In a mixed-mode domain, the client sees only those domains that are trusted directly by the domain to which the client belongs. In a mixed-mode domain, the client can be using a Windows NT 4.0–based backup domain controller. To ensure consistent results, whether it uses a Windows NT 4.0–based domain controller or a Windows 2000–based domain controller, the same limited list of domains is presented to the client in both cases.

Mixed-Environment Scenario

Figure 1.9 illustrates a mixed environment of two Windows 2000 forests and a Windows NT 4.0 domain.
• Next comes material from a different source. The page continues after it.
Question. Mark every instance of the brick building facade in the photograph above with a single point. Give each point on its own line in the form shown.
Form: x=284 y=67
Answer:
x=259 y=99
In all, four separate namespaces are implemented: A.com, D.com, G.com, and F.

Enlarge figure

Figure 1.9 Mixed Environment of Two Forests and a Windows NT 4.0 Domain

The following conditions are represented in Figure 1.9:

A.com and D.com are the roots of separate trees in forest 1. The two-way, transitive, tree-root trust between them provides complete trust between all domains in the two trees of forest 1.
E.D.com uses resources in C.A.com for everyday business operations. To shorten the trust path between the two domains, C.A.com trusts E.D.com directly. This trust relationship serves only the purpose of shortening the trust path for authenticating E.D.com users to use resources in C.A.com. The path is shortened by cutting the number of hops required for authentication from three (E.D.com to D.com, D.com to A.com, and A.com to C.A.com) to one (E.D.com to C.A.com), which increases the speed of authentication.
G.com is the root of a single tree that makes up forest 2. The two-way, transitive trust relationship between G.com and H.G.com allows both domains to use each others' resources.
Domain G.com in forest 2 implements an explicit one-way external trust relationship with domain D.com in forest 1; users in domain D.com are trusted to use resources in domain G.com. Because the trust relationship is nontransitive, no other domains in forest 1 have access to resources in G.com, and D.com does not have access to resources in H.G.com.
Domain F is a Windows NT 4.0 domain that provides support services to the users in E.D.com. This one-way nontransitive trust relationship does not extend to any other domains in forest 1.